Sie verstanden aber nicht, was einer der ältesten Bewohner von Wiesental trieb. Der Mann hieß Georg Krapinski. Er war nach dem Krieg aus der heute zu Polen gehörenden Kaschubei in die Eifel gekommen. Mehr als 45 Jahre hatte er als landwirtschaftlicher Helfer auf verschiedenen Höfen gearbeitet. Aber die schwere Arbeit in den Ställen und auf den Feldern hatte seiner Gesundheit zugesetzt. Wenn er sich gebeugt über den Hof des kleinen halbverfallenen Bauernhauses schleppte, konnte man nur Mitleid mit ihm haben. Den Hof hatte er von dem Geld gekauft, das er in vier Jahrzehnten auf die hohe Kante gelegt hatte. Es war ein fünfstelliger Betrag, denn für eine Frau und eine Familie hatte er in den zurückliegenden vier Jahrzehnten nie sorgen müssen. Er war unfreiwillig Junggeselle geblieben, obwohl er ein herzensguter, wenn auch nicht gerade ein schöner Mann war.

Seine Liebe galt den Tieren, nicht nur den Kälbchen, Rindern, Kühen, Pferden und Schweinen, mit denen er fast ein Leben lang gearbeitet hatte, sondern vor allem denen, die wie er ein langes Arbeitsleben hinter sich hatten, von der Arbeit kaputt waren oder schlecht behandelt wurden. Ihnen wollte er einen schönen Lebensabend bieten.

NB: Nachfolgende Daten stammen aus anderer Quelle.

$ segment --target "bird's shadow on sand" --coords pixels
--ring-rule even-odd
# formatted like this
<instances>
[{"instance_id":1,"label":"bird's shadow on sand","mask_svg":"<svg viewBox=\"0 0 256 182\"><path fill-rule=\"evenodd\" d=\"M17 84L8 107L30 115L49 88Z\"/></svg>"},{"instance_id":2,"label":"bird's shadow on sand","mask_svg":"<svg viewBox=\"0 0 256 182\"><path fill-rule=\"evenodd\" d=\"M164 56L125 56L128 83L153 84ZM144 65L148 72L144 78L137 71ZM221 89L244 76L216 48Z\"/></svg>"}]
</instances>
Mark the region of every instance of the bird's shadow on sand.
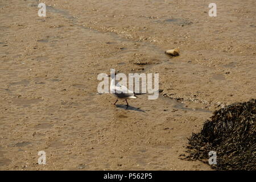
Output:
<instances>
[{"instance_id":1,"label":"bird's shadow on sand","mask_svg":"<svg viewBox=\"0 0 256 182\"><path fill-rule=\"evenodd\" d=\"M140 107L135 107L133 106L129 106L128 107L127 107L127 105L121 105L121 104L116 104L115 106L118 108L125 109L125 110L134 110L135 111L139 111L139 112L143 112L146 113L146 110L141 109Z\"/></svg>"}]
</instances>

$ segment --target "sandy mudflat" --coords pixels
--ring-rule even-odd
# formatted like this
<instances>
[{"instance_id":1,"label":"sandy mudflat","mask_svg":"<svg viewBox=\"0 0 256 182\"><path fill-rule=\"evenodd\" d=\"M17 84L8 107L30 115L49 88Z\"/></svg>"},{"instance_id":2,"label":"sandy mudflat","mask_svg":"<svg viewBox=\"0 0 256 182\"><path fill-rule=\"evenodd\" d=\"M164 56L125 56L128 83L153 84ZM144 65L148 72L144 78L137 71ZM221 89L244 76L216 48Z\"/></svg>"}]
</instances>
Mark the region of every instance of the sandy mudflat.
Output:
<instances>
[{"instance_id":1,"label":"sandy mudflat","mask_svg":"<svg viewBox=\"0 0 256 182\"><path fill-rule=\"evenodd\" d=\"M179 155L213 111L256 97L254 0L216 1L217 17L209 1L46 0L45 18L39 2L0 1L0 169L210 169ZM158 73L163 92L114 106L97 91L110 68Z\"/></svg>"}]
</instances>

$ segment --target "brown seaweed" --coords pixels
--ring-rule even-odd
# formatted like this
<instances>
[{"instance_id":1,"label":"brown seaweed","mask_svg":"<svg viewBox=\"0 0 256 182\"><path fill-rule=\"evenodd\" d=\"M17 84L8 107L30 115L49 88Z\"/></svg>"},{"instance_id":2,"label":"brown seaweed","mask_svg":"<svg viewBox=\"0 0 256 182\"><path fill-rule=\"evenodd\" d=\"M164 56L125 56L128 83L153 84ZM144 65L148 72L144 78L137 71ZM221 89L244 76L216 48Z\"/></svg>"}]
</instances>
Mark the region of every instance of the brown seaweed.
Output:
<instances>
[{"instance_id":1,"label":"brown seaweed","mask_svg":"<svg viewBox=\"0 0 256 182\"><path fill-rule=\"evenodd\" d=\"M256 100L236 103L215 111L200 133L188 138L182 159L208 163L208 152L217 152L217 170L256 170Z\"/></svg>"}]
</instances>

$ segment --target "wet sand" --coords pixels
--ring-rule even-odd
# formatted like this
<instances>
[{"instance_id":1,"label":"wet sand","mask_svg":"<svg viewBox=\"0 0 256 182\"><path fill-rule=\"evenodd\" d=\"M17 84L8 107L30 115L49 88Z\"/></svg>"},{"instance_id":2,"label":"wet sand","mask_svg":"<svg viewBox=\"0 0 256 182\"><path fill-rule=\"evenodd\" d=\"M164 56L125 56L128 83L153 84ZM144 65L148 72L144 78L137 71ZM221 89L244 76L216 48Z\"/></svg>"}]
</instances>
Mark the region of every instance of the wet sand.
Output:
<instances>
[{"instance_id":1,"label":"wet sand","mask_svg":"<svg viewBox=\"0 0 256 182\"><path fill-rule=\"evenodd\" d=\"M214 110L255 98L256 22L254 1L214 18L210 2L45 1L39 17L0 2L0 169L210 169L179 156ZM114 106L97 91L110 68L158 73L163 92Z\"/></svg>"}]
</instances>

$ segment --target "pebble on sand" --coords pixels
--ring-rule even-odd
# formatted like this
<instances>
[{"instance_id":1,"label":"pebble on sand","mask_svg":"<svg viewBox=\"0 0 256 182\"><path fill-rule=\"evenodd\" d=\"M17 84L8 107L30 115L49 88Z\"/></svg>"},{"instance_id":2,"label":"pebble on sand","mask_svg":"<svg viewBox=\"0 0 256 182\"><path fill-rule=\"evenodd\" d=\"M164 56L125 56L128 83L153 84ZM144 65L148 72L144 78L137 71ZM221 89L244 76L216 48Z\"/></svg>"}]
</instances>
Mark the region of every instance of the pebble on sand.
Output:
<instances>
[{"instance_id":1,"label":"pebble on sand","mask_svg":"<svg viewBox=\"0 0 256 182\"><path fill-rule=\"evenodd\" d=\"M180 55L180 50L179 49L170 49L166 51L164 53L172 56L177 56Z\"/></svg>"}]
</instances>

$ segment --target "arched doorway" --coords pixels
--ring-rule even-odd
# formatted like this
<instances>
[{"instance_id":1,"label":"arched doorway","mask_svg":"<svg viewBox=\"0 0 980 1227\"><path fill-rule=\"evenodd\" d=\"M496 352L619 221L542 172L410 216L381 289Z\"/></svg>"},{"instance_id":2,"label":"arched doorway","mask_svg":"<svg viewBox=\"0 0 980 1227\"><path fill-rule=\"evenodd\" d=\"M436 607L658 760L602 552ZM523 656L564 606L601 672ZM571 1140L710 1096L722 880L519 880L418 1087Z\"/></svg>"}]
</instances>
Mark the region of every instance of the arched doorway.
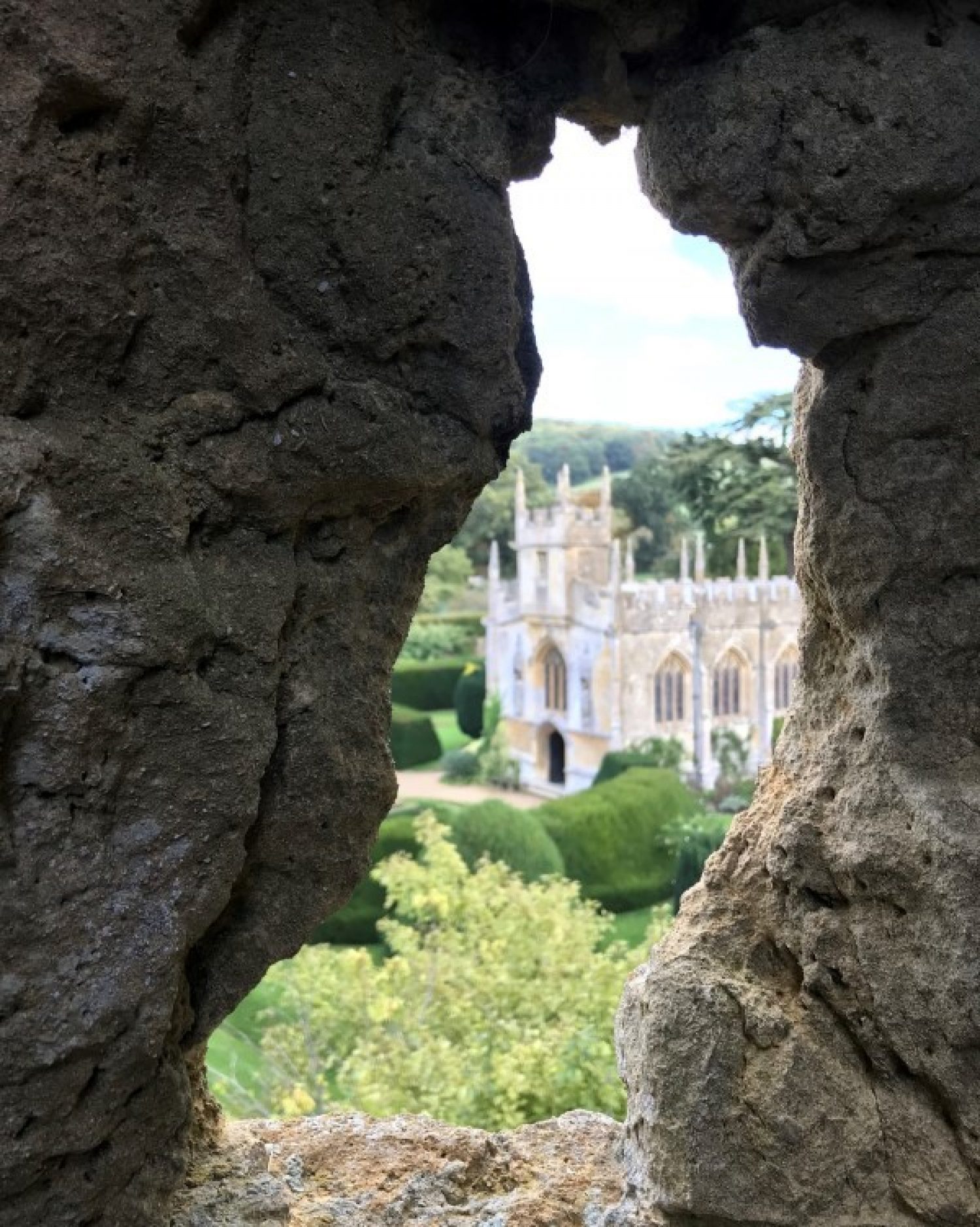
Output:
<instances>
[{"instance_id":1,"label":"arched doorway","mask_svg":"<svg viewBox=\"0 0 980 1227\"><path fill-rule=\"evenodd\" d=\"M548 734L548 783L565 782L565 739L557 729Z\"/></svg>"}]
</instances>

Er wollte nicht mit den großen Gnadenhöfen in Deutschland und Österreich konkurrieren. Es sollte kein auf Hunde, Pferde oder ehemalige Zirkustiere spezialisierter Gnadenhof mit tiermedizinischen Betreuungsleistungen sein. Er wollte leidenden Tieren helfen, ihnen auf seinem Hof eine Zuflucht und neue Heimat bieten. So klein sein Hof auch war, für drei, vier Tiere sollte er ein Gnadenhof werden.